Apparently she felt uneasy, noting later that she’d never done anything like that because, she said, “we are supposed to help people who are sick.” Nevertheless, she did what she was asked and tried — unsuccessfully — to help. It was a casual request — to just find a vein — and she apparently was unaware she was really assisting at an execution until she drew closer to the death house door.


Who else might be casually asked to violate conscience just a little? A medical student? A nurse? someone lower down the totem pole? Such people, no matter where they work, need to know they have the protection of law, and it should be written into the health reform bill.

Resistance to conscience rights makes one pause. Do government leaders fear we’ll be overrun by citizens with consciences?

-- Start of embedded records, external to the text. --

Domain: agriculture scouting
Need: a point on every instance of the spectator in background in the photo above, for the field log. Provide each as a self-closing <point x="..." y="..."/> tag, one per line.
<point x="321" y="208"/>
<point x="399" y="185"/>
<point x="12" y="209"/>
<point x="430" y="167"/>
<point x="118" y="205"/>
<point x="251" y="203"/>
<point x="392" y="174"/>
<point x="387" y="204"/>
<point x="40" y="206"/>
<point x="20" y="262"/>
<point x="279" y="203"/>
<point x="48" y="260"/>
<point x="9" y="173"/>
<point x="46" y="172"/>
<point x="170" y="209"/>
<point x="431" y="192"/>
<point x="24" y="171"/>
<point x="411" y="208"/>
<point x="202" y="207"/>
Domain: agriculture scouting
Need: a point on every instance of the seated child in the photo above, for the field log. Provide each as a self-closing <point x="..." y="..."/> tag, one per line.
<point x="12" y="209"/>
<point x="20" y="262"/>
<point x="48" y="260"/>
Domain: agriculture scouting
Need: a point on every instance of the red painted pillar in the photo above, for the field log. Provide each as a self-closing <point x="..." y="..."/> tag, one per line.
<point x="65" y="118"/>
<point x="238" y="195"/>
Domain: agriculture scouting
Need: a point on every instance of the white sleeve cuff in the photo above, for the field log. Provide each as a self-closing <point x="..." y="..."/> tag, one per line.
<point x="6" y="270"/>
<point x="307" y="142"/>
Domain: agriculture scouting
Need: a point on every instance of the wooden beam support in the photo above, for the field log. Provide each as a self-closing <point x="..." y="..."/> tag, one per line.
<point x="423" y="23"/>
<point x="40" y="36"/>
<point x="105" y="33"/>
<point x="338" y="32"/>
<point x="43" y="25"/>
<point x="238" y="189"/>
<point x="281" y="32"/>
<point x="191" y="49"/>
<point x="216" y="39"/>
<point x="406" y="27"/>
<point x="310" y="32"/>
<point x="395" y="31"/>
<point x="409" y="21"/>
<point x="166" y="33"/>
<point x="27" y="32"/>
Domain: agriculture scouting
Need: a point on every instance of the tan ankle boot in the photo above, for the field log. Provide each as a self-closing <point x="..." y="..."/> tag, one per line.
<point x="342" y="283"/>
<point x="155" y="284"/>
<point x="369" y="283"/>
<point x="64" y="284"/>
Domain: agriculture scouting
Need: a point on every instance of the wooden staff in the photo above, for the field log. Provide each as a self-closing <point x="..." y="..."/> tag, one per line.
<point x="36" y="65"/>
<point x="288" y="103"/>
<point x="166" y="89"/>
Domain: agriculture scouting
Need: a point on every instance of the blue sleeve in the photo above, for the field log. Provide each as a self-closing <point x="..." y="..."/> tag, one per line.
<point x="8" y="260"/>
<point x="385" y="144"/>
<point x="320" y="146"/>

The battle over conscience rights extends into other areas. Should a doctor be forced to prescribe drugs he objects to, such as those that disrupt a healthy reproductive system? Should pharmacists be forced to fill a prescription for what they know could cause an abortion? We’re talking about professionals, here, not vending machines.

The poet John Donne said that “no man is an island,” that “any man’s death diminishes me.” Conversely, one might say that “everyone’s living by conscience enhances me,” for we are not isolated individuals but live together in society.

Defense of the right to live by one’s conscience — be it an individual’s or an institution’s — helps guarantee quality health care reform for all. The solution is simple: defense of conscience rights needs to be written into the health care reform bill.

(Sister Mary Ann Walsh is director of media relations for the U.S. Conference of Catholic Bishops.)